Фома, облокотясь в колено, сидит тут же, под навесом, на обрубке.
— Коровенок-то, слышь… не мотай, говорю.
Назар хлопает ремнем по толстому столбу.
— Что это, Фома Гаврилыч?
— Да коровенок-то, как в отправку, не бросай. Я за собой оставлю.
— А
Фома долго щурится. Наконец, раздраженно гугнит:
— Доить-то кто будет без тебя их, белка, что ли, станет?
Назар прыскает на столб:
— Ну, чудной же этот самый Гаврилыч!
— Да ты не пудляй! Загибать как пошел!
— Тоже выговорит!
— Чего петлять? Кого хошь обогнуть? Знам мы вашего брата!
А Назар, верно, не слышит. Переходит, копошится по темным углам и говорит, говорит без конца:
— Пошто это люди врать умеют? Врут и врут — кабы что. То ли тесно им, то ли как? Не придумаешь сразу. Черт под баней вьюшками стучит, а баба говорит: «К обедне зазвонили». Тут в работе жилы вытянул, а он в отправку собирает… Ты, Фома Гаврилыч, топором-то ловко мастеришь. Мне бы горницу к избе приткнуть. Баба все тоскует. Тоже в праздник Христов негде и гостей попотчевать. Ежели что, так и поеду лес сочить.
Тонко и вычурно плетет он свой узор, едва ли и сам себе не верит, да не проведешь Гундосого. Он презрительно меряет глазом Назара, чистит культяпыми пальцами сильно рваный нос, потом с сердцем плюет в землю и, забывая застарелую боль на иссеченной кнутом спине, срывается с места, домой.
Беловодцы свое делают. Лучшие, испытанные кони наготове. Понашиты крепкие сумы. Сухарей насушили пудами. Мужики ненароком где-нибудь столкнутся и опять поговорят. Каждый на себя готовит, но мирских советов держатся. Бабы много шепчут по закутьям, да не все договаривают. Другая лишнее сболтнет, так задергают ее потом и свои и чужие.
Ко всему другому мужикам забота — Сенечка Бергал.
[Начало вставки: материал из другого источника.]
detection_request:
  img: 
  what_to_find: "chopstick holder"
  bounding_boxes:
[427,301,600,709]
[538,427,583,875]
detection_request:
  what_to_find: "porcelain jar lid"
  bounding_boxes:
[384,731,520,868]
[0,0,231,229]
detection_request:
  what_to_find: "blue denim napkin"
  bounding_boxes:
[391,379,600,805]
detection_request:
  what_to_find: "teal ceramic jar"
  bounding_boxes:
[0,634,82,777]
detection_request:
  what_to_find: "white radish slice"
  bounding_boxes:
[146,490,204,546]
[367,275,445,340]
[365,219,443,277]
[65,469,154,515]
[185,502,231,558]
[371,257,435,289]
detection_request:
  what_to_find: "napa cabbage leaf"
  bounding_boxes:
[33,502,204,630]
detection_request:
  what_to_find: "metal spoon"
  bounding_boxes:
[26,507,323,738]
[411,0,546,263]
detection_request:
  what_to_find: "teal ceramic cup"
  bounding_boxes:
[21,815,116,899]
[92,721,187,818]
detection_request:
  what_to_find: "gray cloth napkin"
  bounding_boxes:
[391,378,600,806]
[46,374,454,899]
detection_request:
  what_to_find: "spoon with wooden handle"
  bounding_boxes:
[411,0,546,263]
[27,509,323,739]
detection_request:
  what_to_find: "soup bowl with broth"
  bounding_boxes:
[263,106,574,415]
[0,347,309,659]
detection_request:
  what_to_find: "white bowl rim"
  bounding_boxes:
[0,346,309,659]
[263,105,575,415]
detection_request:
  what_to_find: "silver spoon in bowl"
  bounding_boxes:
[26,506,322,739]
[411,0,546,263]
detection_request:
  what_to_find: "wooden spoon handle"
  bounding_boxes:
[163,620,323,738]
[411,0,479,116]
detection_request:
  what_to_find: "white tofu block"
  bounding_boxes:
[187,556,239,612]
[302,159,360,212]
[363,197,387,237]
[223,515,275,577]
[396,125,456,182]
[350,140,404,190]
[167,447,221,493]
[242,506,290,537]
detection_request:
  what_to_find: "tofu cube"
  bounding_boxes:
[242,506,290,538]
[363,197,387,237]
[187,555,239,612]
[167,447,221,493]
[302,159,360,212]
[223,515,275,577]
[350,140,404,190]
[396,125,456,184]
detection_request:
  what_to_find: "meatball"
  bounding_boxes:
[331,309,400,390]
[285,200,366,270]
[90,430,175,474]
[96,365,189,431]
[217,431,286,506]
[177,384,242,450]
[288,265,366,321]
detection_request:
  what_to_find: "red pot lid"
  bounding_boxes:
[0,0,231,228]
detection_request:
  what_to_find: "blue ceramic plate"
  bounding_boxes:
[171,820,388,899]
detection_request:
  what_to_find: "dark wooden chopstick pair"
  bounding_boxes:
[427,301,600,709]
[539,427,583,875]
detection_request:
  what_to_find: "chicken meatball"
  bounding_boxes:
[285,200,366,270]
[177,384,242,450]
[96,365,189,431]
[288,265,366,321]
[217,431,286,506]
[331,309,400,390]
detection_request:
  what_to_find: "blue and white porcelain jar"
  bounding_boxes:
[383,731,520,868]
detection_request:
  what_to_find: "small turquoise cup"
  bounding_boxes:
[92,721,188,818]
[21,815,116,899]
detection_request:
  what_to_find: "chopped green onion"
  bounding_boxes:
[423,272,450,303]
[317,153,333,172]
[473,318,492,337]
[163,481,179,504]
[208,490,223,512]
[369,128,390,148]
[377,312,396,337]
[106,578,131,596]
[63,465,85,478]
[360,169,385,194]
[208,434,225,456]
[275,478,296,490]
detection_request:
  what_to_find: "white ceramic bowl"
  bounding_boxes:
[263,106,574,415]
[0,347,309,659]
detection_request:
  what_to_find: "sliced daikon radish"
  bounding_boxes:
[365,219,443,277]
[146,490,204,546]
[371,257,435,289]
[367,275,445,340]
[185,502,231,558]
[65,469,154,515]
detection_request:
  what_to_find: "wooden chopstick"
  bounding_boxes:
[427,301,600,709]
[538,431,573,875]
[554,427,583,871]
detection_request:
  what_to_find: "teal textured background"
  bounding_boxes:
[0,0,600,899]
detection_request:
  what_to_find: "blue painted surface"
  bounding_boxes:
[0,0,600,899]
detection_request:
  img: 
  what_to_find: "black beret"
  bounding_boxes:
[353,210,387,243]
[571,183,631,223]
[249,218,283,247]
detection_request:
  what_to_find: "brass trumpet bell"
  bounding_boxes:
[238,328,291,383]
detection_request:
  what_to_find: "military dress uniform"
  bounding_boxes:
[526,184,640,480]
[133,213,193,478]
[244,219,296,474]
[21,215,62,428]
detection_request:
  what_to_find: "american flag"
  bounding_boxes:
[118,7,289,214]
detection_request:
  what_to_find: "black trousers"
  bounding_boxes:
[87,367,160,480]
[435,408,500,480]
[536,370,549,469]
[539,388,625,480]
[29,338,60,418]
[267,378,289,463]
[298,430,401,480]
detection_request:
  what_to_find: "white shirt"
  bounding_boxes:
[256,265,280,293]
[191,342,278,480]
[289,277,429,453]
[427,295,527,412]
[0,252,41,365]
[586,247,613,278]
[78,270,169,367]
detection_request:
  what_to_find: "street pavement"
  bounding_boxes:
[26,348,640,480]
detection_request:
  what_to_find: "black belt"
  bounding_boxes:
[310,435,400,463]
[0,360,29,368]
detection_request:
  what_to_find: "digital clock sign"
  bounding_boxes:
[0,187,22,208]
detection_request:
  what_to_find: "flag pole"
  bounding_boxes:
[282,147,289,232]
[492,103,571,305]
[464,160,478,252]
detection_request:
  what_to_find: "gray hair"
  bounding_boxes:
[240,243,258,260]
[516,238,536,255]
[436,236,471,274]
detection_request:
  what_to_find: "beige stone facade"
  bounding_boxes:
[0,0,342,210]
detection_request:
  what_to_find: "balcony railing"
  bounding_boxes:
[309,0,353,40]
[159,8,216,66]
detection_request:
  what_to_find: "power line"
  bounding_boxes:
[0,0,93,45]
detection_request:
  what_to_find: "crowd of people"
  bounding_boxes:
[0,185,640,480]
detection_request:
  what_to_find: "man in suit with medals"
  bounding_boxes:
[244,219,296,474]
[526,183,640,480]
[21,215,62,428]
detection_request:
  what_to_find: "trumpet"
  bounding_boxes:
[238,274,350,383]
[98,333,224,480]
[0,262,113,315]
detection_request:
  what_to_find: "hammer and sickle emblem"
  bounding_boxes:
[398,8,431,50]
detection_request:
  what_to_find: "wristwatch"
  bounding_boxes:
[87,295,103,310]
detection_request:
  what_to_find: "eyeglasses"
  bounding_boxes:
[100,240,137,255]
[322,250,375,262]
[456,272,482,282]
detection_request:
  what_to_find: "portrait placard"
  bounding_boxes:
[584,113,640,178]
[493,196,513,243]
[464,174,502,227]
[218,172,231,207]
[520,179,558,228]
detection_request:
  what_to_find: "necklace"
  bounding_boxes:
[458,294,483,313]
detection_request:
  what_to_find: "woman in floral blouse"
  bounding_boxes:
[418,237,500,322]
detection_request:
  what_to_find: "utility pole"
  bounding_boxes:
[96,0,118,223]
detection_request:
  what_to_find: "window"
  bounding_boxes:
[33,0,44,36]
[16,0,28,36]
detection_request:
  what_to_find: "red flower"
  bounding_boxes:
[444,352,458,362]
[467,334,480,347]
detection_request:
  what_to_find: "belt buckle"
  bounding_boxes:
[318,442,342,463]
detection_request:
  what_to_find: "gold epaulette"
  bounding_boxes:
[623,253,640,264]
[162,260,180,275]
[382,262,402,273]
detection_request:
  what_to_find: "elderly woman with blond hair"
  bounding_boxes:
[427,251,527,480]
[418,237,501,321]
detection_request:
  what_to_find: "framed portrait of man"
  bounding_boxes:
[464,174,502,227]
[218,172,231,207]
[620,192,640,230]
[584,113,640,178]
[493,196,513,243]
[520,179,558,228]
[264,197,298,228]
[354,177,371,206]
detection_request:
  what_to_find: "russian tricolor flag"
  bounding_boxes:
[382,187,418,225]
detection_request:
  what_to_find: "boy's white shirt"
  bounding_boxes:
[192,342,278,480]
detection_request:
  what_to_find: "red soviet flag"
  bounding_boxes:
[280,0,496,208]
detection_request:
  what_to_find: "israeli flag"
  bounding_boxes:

Почти все они сами того же заводского корня, да забыли уж об этом. Схоронили тяжелое прошлое вместе с тем, как хоронили отцов. Теперь все один к одному — и Бергал, темной ночью отковавшийся от тачки, и солдатский сын, и чернец с Иргиза — будто век тут жили. Сенечка пришел совсем недавно. Не пошел в деревню, сколотил себе избу под соседним шишом. Пасеку из двух колодок там завел, выкрал в дальних волостях трех киргизских лошадей, промышляет зверя. По-медвежьи живет, по-берложному. С мужиками разговаривает гладко, а боятся его. Все толкуют — не с добра тут дело. Заседатель знает и не трогает его. Почему так? Позабрали их тут сколько, все ущелины обшарили, а его будто не видят.
— С заседателем снюхался, вот и все нипочем. Сторожить его приставили.
Не могли забыть того, как прошлый раз нагрянул заседатель.
— Ровно клин загнали — не позднее, не раньше. А кому же больше? Сенечка наворожил. Это он.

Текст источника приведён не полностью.